El piano man que endulzó las noches de nuestras escuelas al campo, en
los ochenta trasnochados, apareció en la tele norteamericana como estrella
central de un show que transmitieron anoche desde el Capitolio, en Washington,
celebrando el 4 de Julio.
Barry Manilow estuvo y
está en nuestro imaginario permanente, mezclado con sambumbia , salsita y arroz
con pollo; o siendo exacto: mezclado con agua de chícharos y pescado en lata,
que era lo que nos daban en los campamentos.
La memoria, más justa
que muchas manifestaciones de la vida misma, tiene al vocalista en un altar,
por ser uno de los precursores del primer amor, del besito furtivo en los
labios, del agarrao por la cintura que luego, tristemente, desaparecía cuando
ella te subía las manos.
A Mandy (1973) no había Dios que se resistiera, ni Diosa, por muy
divina.

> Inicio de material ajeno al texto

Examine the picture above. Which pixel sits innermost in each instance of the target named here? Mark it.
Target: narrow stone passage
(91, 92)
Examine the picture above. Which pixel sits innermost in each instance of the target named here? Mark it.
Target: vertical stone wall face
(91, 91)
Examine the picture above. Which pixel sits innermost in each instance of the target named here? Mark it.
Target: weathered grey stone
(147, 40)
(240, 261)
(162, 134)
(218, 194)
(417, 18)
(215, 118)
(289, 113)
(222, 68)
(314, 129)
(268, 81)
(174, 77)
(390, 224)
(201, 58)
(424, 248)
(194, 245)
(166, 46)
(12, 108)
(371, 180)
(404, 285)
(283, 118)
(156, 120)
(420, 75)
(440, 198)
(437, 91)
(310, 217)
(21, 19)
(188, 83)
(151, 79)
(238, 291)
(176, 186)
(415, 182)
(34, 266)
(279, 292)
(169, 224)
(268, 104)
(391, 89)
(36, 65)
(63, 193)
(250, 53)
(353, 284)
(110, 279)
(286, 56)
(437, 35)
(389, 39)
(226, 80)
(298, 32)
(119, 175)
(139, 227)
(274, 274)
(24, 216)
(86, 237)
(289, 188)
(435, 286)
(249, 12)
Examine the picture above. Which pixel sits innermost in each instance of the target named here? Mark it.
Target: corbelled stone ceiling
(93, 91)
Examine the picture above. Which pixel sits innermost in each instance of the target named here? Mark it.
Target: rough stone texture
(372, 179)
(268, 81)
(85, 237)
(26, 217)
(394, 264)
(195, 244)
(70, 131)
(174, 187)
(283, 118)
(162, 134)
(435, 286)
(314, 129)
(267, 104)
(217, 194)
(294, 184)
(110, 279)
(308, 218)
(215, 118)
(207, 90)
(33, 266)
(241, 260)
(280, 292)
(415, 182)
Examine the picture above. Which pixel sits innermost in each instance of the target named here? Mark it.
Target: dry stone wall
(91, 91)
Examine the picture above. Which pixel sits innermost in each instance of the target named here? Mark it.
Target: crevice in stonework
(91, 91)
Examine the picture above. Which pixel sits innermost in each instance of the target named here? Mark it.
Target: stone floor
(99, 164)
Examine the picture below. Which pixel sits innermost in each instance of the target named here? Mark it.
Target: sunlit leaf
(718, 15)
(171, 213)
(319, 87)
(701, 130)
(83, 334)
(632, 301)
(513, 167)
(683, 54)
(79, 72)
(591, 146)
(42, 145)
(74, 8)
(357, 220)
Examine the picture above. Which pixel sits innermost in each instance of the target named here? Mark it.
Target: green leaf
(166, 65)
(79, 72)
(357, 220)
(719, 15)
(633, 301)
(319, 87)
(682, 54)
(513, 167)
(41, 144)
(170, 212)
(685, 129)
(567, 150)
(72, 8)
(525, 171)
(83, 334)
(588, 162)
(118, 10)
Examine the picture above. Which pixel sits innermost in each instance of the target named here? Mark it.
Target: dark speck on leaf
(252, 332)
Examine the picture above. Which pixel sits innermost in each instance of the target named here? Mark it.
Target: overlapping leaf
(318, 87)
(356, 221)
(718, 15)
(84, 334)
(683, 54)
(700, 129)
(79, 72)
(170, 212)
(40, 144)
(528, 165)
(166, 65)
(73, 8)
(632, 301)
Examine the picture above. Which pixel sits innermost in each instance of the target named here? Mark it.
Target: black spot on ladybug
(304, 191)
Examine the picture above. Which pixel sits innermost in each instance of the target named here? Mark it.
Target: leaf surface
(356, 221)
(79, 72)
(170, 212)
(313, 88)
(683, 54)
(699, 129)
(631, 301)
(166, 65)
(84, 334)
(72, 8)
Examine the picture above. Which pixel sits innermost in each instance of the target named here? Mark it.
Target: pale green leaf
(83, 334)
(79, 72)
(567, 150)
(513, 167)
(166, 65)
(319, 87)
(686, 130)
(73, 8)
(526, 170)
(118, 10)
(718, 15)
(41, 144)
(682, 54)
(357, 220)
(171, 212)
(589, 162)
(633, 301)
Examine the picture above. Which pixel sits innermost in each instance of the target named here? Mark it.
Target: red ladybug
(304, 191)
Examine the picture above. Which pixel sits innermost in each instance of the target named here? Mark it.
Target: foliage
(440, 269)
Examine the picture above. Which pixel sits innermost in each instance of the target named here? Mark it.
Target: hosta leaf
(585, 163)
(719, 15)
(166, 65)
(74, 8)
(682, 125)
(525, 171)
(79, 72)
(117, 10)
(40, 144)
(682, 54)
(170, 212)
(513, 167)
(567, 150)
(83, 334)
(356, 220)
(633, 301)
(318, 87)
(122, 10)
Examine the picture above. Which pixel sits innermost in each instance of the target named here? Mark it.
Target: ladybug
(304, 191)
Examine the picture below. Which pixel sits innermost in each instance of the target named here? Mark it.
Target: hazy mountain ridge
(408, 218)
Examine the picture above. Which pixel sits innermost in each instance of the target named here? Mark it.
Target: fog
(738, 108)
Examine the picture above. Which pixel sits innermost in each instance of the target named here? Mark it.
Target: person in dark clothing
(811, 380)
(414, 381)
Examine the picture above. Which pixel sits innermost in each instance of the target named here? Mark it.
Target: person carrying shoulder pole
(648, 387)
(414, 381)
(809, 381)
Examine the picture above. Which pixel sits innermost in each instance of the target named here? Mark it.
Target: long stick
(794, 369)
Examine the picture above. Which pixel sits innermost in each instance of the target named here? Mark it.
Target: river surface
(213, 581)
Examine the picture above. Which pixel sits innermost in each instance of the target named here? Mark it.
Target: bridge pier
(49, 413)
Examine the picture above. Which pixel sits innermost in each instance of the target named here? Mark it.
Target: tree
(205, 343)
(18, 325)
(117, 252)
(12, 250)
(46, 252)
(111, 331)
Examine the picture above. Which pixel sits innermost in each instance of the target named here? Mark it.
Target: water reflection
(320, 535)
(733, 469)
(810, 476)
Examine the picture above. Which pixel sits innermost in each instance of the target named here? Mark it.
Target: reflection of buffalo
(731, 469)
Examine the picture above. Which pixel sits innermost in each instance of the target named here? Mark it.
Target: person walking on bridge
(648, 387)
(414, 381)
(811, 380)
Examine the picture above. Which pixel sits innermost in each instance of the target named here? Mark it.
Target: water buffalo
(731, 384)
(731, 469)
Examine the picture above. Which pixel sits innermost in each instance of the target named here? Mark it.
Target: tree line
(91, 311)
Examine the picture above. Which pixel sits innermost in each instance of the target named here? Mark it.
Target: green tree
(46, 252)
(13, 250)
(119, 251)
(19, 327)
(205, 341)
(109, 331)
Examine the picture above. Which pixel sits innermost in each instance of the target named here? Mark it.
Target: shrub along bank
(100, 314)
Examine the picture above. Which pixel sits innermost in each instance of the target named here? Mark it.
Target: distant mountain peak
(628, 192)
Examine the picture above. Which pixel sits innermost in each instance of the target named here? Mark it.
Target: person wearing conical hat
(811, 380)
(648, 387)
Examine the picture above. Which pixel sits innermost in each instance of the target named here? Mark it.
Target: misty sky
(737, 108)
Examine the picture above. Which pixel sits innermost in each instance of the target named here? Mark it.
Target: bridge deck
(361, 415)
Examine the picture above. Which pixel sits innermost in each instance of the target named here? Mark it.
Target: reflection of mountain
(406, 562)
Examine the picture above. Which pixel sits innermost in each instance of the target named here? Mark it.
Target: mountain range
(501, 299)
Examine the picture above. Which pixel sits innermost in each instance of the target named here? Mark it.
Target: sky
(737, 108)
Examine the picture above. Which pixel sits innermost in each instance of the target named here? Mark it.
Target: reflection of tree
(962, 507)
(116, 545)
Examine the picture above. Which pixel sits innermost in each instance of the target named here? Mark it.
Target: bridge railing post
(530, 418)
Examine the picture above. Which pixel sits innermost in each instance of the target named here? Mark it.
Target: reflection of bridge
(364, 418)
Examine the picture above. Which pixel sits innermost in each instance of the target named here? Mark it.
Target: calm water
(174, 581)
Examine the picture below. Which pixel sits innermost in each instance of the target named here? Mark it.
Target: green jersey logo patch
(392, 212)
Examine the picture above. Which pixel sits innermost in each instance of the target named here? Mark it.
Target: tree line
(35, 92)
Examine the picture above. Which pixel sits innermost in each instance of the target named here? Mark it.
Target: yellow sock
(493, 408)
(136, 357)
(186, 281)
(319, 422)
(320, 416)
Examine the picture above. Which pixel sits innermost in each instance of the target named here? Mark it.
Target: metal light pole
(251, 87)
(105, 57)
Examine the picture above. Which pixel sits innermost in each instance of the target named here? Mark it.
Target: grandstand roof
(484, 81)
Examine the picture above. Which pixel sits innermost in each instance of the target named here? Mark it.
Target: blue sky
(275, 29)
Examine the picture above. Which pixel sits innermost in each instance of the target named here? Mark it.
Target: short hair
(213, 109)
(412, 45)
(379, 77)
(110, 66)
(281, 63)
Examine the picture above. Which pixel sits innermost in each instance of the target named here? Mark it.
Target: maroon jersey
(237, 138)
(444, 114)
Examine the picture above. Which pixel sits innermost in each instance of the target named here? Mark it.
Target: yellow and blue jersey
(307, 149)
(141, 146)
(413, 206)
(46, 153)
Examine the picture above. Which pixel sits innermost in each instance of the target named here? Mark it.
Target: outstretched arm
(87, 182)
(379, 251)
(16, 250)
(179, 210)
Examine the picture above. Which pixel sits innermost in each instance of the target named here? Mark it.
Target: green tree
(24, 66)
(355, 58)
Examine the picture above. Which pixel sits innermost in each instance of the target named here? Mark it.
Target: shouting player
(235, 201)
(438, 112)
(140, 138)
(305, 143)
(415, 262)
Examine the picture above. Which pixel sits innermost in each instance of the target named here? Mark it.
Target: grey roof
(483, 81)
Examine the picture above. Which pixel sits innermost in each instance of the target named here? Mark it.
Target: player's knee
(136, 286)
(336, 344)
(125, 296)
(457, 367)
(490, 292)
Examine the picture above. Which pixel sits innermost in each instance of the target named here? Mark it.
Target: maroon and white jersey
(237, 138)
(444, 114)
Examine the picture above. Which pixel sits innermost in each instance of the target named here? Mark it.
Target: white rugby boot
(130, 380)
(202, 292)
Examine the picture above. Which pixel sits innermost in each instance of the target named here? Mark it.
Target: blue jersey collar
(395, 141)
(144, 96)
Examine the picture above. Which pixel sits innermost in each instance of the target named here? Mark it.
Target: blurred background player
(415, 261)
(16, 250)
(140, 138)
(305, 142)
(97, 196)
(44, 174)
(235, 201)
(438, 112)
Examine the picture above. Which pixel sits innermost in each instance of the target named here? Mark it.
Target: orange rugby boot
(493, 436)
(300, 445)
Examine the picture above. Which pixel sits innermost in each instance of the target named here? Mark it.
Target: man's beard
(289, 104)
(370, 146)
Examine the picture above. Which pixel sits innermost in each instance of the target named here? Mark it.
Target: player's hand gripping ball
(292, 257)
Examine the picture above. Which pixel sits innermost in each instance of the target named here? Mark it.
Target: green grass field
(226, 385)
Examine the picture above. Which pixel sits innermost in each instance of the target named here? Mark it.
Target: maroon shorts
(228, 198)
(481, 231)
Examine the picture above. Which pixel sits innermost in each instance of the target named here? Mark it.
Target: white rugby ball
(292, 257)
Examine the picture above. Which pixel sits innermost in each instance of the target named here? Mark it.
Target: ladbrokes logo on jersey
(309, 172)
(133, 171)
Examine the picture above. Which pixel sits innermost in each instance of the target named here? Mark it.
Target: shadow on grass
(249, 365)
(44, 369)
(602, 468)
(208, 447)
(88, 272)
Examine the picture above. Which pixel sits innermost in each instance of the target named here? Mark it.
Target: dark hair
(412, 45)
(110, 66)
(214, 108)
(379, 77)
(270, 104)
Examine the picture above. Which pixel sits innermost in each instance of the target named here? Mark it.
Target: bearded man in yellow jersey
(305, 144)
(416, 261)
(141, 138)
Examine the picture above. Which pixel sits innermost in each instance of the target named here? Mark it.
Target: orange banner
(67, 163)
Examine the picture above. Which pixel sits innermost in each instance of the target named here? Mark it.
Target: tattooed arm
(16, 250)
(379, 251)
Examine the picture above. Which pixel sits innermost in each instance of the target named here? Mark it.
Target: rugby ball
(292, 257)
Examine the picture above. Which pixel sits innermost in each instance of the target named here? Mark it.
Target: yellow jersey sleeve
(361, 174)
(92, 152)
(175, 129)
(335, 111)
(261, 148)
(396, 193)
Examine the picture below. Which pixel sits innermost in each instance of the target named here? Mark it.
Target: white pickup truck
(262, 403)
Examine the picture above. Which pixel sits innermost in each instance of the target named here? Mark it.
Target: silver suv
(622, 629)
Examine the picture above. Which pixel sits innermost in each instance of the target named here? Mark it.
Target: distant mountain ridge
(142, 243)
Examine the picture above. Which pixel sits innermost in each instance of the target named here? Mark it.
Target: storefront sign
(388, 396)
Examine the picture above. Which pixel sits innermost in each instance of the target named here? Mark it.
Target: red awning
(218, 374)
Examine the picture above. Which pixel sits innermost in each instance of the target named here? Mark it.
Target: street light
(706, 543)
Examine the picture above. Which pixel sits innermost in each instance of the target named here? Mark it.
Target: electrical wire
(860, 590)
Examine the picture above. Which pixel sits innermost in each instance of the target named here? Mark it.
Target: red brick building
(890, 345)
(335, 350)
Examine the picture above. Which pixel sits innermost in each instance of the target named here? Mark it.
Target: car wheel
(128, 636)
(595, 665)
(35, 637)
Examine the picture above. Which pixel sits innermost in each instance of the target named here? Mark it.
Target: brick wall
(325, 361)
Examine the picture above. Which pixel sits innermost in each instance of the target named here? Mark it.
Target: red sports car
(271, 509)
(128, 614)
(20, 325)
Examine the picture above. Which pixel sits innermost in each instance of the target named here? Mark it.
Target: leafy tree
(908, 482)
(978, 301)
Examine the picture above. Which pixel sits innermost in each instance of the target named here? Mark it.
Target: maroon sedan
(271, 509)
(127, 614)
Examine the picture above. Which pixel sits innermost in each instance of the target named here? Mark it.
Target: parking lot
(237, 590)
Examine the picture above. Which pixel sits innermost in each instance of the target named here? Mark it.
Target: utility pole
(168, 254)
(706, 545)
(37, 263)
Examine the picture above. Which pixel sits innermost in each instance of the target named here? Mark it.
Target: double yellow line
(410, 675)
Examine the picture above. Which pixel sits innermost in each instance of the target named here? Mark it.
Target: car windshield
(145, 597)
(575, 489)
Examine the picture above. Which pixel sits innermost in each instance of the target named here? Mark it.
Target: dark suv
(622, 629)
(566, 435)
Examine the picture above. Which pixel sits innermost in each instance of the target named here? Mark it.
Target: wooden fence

Esa canción solía entrar a altas horas de la noche, precisamente con
esa sambumbia que teníamos por ron haciendo olas en la mente –esperándola-, y
por supuesto en las pieles de gato de aquel entonces.
Una novia cuyo nombre me
reservo debe acordarse de que iba a visitarla atravesando campos solitarios,
bajo la luna llena, y de que llegaba antes o cuando estaban poniendo Mandy.
Así era el amor,
entonces, de juguetón, terrible también cuando no era correspondido.
De Barry Manilow se
sabía que era un rubio narizón con la boquita apretada, pero nada más. Era,
además de Mandy, Copacabana, y Copacabana no
significaba un lugar a la orilla del mar, sino una conga.
Con la conga dábamos la
vuelta al campamento en una especie de orgía, y para finales de la canción ya
habíamos corrido a las casas de tabaco y habíamos olvidado Mandy, más que todo porque no hacía falta para nada.
En fin, que Barry
Manilow era un espectro divino. O mejor dicho: una voz.